To me, the more important question is, "What does the Pacific Union and Columbia Union vote mean for our church?" I believe this move means we are continuing to be faithful to God's call to struggle with, live up to, and proclaim present truth. It means we have moved further down the road towards no longer putting arbitrary obstacles in the way of half our church's members fully using their gifts for God's kingdom. It means my sisters who are not in pastoral ministry will be closer to recognizing their full humanity in Christ and not struggling with a God who created them as second-class citizens, requiring a brother, father, or husband for full access. It means our daughters called to prophesy will not be discouraged from answering that call by an ambivalent church.
Some have expressed concern for our church's unity and wished the Unions had waited for the General Conference. I too wish this process could have been one of consensus at every step. I wonder how much easier answering the call would have been for me if the world church at Utrecht in 1995 had been united in creating space for those who recognized God's call, regardless of gender, to follow their God-given convictions. Instead, my conference accused La Sierra University Church of rebellion when it ordained it's female pastors, some in Pacific Union felt Southeastern California Conference was rebelling when it ordained-commissioned its female pastors, and now the General Conference is implying that Pacific Union is rebelling when it votes to ordain its female pastors. In the midst of a messy process towards consensus, I see God at work. As women have been supported as pastors locally, more and more hearts and minds have been changed as they see the Spirit at work. Despite a, perhaps necessarily, messy process, I'm not worried about church unity. If Jesus said He would establish His church and the gates of hell couldn't prevail against it, I'm not sure why we're so concerned.

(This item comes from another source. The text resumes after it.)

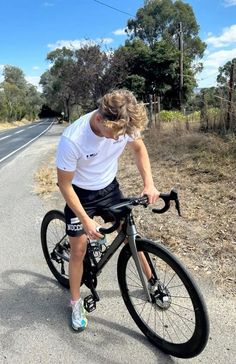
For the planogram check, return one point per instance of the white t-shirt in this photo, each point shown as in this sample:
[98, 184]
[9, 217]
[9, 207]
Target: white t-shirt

Our church leaders have inspired us to pray for Revival and Reformation. Amen! Sometimes a prayer like that has unforeseen consequences. Sometimes, in fact, most times, revival and reformation come from the bottom up and disturb our preconceived ideas and traditions. Joel 2:28-29 promises that in the last days God will pour out His Spirit on all people. I'm praising God that one more man-made obstacle for daughters to follow that Spirit has been removed. Let's pray for God's grace and love for each other as we honestly wrestle with God at work in us and our church community. And may the day come soon when we are no longer defined by our ethnicity, socioeconomic status, or gender, but truly are one in Christ Jesus.
—Raewyn Hankins is the lead pastor at the Victorville Seventh-day Adventist Church in Victorville, Calif.